Dominique Eade 4. Dominique Eade, When the Wind Was Cool: The Songs of Chris Connor & June Christy (RCA). Eade has long been a respected Boston vocalist and teacher, and it's no backhanded compliment to say that on her major-label debut she does nothing wrong. Hasn't tact always been a major asset for a jazz vocalist? She doesn't oversing or scat tunes to death. Her timing and her taste are impeccable, as are her repertoire and her arrangements. Her voice gives off a pearly glow, and she plays the '50s jazz-pop tunes here straight, avoiding nostalgia in favor of a subtle contemporary spin.

5. Joe Morris. The 42-year-old Boston guitarist this year released one impressive recording after another. The crop includes Invisible Weave (No More), a duet session with bassist William Parker; Thesis (hatHut) with the pianist Matthew Shipp; a trio date, Antennae (Aum Fidelity); and You Be Me (Soul Note), featuring a quartet with the violinist Mat Maneri. Each project has its own distinctive character. On You Be Me, especially, Morris's detailed abstractions become part of a rich four-way conversation.

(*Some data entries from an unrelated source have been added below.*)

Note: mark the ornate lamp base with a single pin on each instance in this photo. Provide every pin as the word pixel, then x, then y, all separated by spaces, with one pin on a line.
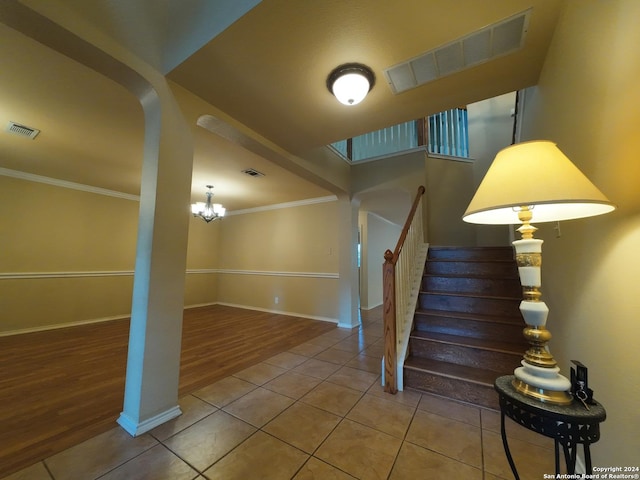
pixel 544 384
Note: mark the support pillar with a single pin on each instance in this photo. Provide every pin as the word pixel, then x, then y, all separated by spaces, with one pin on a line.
pixel 348 311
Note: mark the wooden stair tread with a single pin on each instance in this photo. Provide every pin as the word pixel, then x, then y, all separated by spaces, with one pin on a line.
pixel 479 317
pixel 452 370
pixel 493 345
pixel 468 295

6. Steve Lacy. The 63-year-old expatriate soprano-saxophonist's more-or-less semi-annual visits to Boston have become major events. In December, his trio (bassist Jean-Jacques Avenel and drummer John Betsch) gave an entrancing performance at the Regattabar, reprising some of their work from Bye-ya (Free Lance/Harmonia Mundi). As on record, group cohesion and individual virtuosity were a premium, and Lacy reinforced his reputation as one of jazz's singular players and composers.

Wynston Marsalis 7. Wynton Marsalis, Blood on the Fields (Columbia). In February, Marsalis performed his Blood on the Fields at Symphony Hall as part of the BankBoston Celebrity Series. In April, the epic oratorio about slavery in America won the Pulitzer Prize, the first ever for a jazz composition. The recording only confirms the piece's emotional and musical breadth.

8. Grismore/Scea Group, Of What (Accurate). A guitarist (Steve Grismore) and a sax/flute man (Paul Scea), living in different cities (Iowa City and Morgantown, West Virginia, respectively) somehow got together with some Boston-connected ace players (trumpeter Tim Hagans, bassist John Turner, and drummer Matt Wilson) and turned in this little gem of an album. It surprises at every turn: the flute has muscle and articulation, the guitar makes rude electric noises of Grismore's own devising, the ensemble is tight, and the tunes all have a witty, riff-based buoyancy.

9. Dave Douglas. The 34-year-old trumpeter wowed Boston audiences early in the year with his string quintet (trumpet, bass, violin, cello, drums) at the Regattabar, and then again in December at the Dante Alighieri Cultural Center with his boppish sextet. The latter outfit has focused on Booker Little (last year's In Our Lifetime, on New World) and Wayne Shorter (this year's Stargazer, on Arabesque). But the Balkans, European folk melodies, and Robert Schumann also regularly find their way into Douglas's jazz. File this trumpet stylist, composer, and bandleader under Research & Development.

10. RIP: Tony Williams, 51, brought up in Boston where he was trained by the late Alan Dawson, was the most important drummer of the modern era after Elvin Jones, and a key collaborator with Miles Davis. Stéphane Grappelli, 89, led the first important jazz group outside the United States with the Gypsy guitarist Django Reinhardt. Grappelli had a signature violin style -- fleet, bracing, and lyrical -- and was one of the great improvisers on any instrument. Doc Cheatham, 92, was at one time a young friend and disciple of Louis Armstrong. Until the end of his life, he played with a warm, singing tone and, not coincidentally, sang with conversational charm. His last CD to be released before his death was Doc Cheatham and Nicholas Payton (Verve).